Outre Claudio Caçapa, déjà entraîneur adjoint en charge des défenseurs, et Juninho nouveau directeur sportif de l’OL, le club vient de miser sur Sylvinho pour prendre la succession des trois ans et demi de Bruno Genesio. Libéré vendredi par la fédération brésilienne de son poste d’adjoint de Tite et de responsable de la sélection olympique, le détenteur du diplôme d’entraîneur UEFA va connaître sa première aventure en tant que numéro un.

« Il a eu la chance d’être managé par Mancini, Guardiola et Wenger »

« C’est Juninho qui l’a choisi, a annoncé Jean-Michel Aulas après le large succès de son équipe contre Caen samedi (4-0). J'ai entendu qu’effectivement, il n’avait pas une longue expérience en tant qu’entraîneur principal. Mais bon, sans vouloir comparer Sylvinho à Zidane, on a vu que de très grands joueurs pouvaient très vite s’inscrire dans des projets ambitieux. » Voilà pour le coup de pression présidentiel d’emblée. D’ailleurs, Sylvinho était-il vraiment perçu comme un « très grand joueur » ?

Sylvinho (au second plan) a notamment été adjoint de Roberto Mancini à l'Inrter Milan entre 2014 et 2016.
Sylvinho (au second plan) a notamment été adjoint de Roberto Mancini à l'Inrter Milan entre 2014 et 2016. - KARIM JAAFAR / AFP

Après des débuts au Corinthians à São Paulo, cet ancien défenseur latéral a en tout cas enchaîné de grands clubs, entre Arsenal (de 1999 à 2001), le FC Barcelone (de 2004 à 2009) et Manchester City (2009-2010), sans s’imposer comme un titulaire indiscutable. Seulement sélectionné à six reprises avec la Seleção, Sylvinho a aussi été le coéquipier de Florian Maurice, actuel directeur de la cellule de recrutement de l’OL, au Celta Vigo en 2001-2002. Jean-Michel Aulas est sans surprise très élogieux à son égard.

« Sylvinho a quand même un palmarès qu’on voudrait tous avoir en tant que joueur. C’est la classe, c’est un joueur qui a eu la chance d’avoir été managé par Mancini [il a ensuite été son adjoint à l’Inter de 2014 à 2016], Guardiola et Wenger. Il a fallu le convaincre car il avait beaucoup de sollicitations. »

« Il va vouloir la possession mais avec des transitions offensives surprenantes »

Notamment vainqueur de deux Ligue des Champions avec le Barça (2006 et 2009), il a démarré son après-carrière de joueur en 2011 comme entraîneur adjoint du Cruzeiro (Brésil).
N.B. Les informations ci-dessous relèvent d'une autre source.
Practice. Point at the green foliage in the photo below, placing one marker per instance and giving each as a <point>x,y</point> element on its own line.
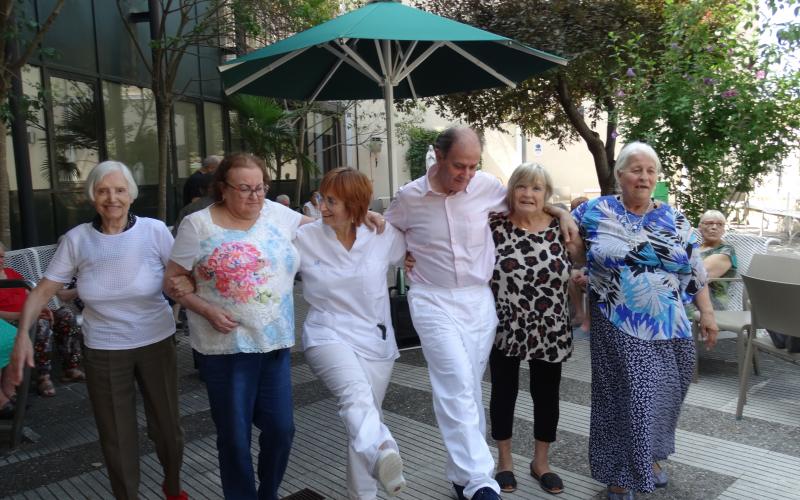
<point>269,131</point>
<point>418,140</point>
<point>710,100</point>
Alors coach principal du club de Belo Horizonte, Vagner Mancini a décrypté la patte Sylvinho dans L'Equipe : « Il sera un coach tactique, exigeant sur l’organisation tout en donnant une certaine liberté quand son équipe aura le ballon. Il va vouloir la possession mais avec des transitions offensives rapides et surprenantes ». Jean-Michel Aulas vient d’annoncer samedi que Sylvinho serait accompagné à Lyon « d’un autre adjoint de la Seleção qui va s’occuper de l’aspect statistique et vidéo ». Un tandem permettant « une base solide et novatrice », assure JMA, conscient d’avoir effectué (ou tout du moins validé) un choix détonnant par rapport à ses standards.

Il s’agit de son premier coach étranger en 32 ans, non francophone et sans le moindre lien avec le club. « Quand on est entrepreneur et qu’on investit 500 millions d’euros dans un stade unique dans le monde, on a une vie faite de prises de risques, rappelle JMA. Là, elle est savamment calculée. Elle est conforme à ce que j’avais entendu auprès des médias et des supporters. Donc oui, on prend des risques mais on le fait pour passer la vitesse supérieure. » A savoir retrouver la culture des titres (le palmarès lyonnais est vide depuis 2012), dans le sillage de ce duo de quadras brésiliens Juninho et Sylvinho.